Wednesday, March 16, 2011

"He's in hell." "No he's not." Same mistake.

There is a passionate and welcome argument about hell going 'round the Christian commentariat.

It's been generated by a popular Christian figure suggesting that if there is a hell, nobody stays in it because "Love Wins."

When someone says, "So-and-so is in hell," someone else will retort, "How do you know? Are you God?" It is a fair question. As Elizabeth I reportedly said, "I have no desire to make windows into men's souls." Judgement belongs to God - we can assert likelihoods based upon Biblical revelation, but when all is said and done we don't know everything about another person in the way that God knows them to assign their eternity.

This same reality, however, must apply should someone say, "Everybody goes to heaven." To say that is to assume the knowledge and authority of God. It is no less a mistake - and a mistake hazardous to the speaker's soul - than to go around declaring particular people damned.

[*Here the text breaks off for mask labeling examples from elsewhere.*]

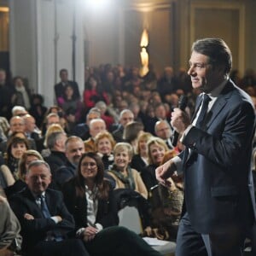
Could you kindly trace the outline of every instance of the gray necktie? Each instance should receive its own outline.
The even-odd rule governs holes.
[[[41,211],[45,218],[49,218],[51,217],[49,211],[48,209],[47,204],[45,202],[45,197],[41,195],[40,195],[40,202],[41,202]]]
[[[195,127],[203,128],[208,109],[208,104],[211,100],[212,99],[210,98],[210,96],[208,96],[207,94],[204,94],[202,107],[196,120]]]

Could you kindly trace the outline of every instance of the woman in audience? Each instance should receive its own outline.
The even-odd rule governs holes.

Either position removes God's sovereign choice - "he has mercy on whomever he wills, and he hardens whomever he wills."

3 comments:

Undergroundpewster said...

Agree

I have been watching this discussion work its way throuh the web. I appreciate your concise and easy to understand argument.

TLF+ said...

Thanks, Pewster. I am glad the church is discussing things of this consequence... although we are as usual talking past one another in many cases.

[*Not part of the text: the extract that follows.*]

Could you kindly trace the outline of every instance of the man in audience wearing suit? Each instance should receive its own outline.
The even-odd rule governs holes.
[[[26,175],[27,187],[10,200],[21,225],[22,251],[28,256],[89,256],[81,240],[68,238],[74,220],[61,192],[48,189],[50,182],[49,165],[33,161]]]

The links at "Treading Grain" are pretty good - there's a Tim Keller piece in which he (Keller) gets and responds to the question. People want to know about God's personality. It is a great question, but we are tending to respond with a barrage of stuff that is unresponsive. Keller responds and shows how the "God who lets everybody in" is revealed to be profoundly UNcaring and impersonal. Good stuff.

Matt said...

Amen to this statement Fr. Fountain. I agree whole-heartedly.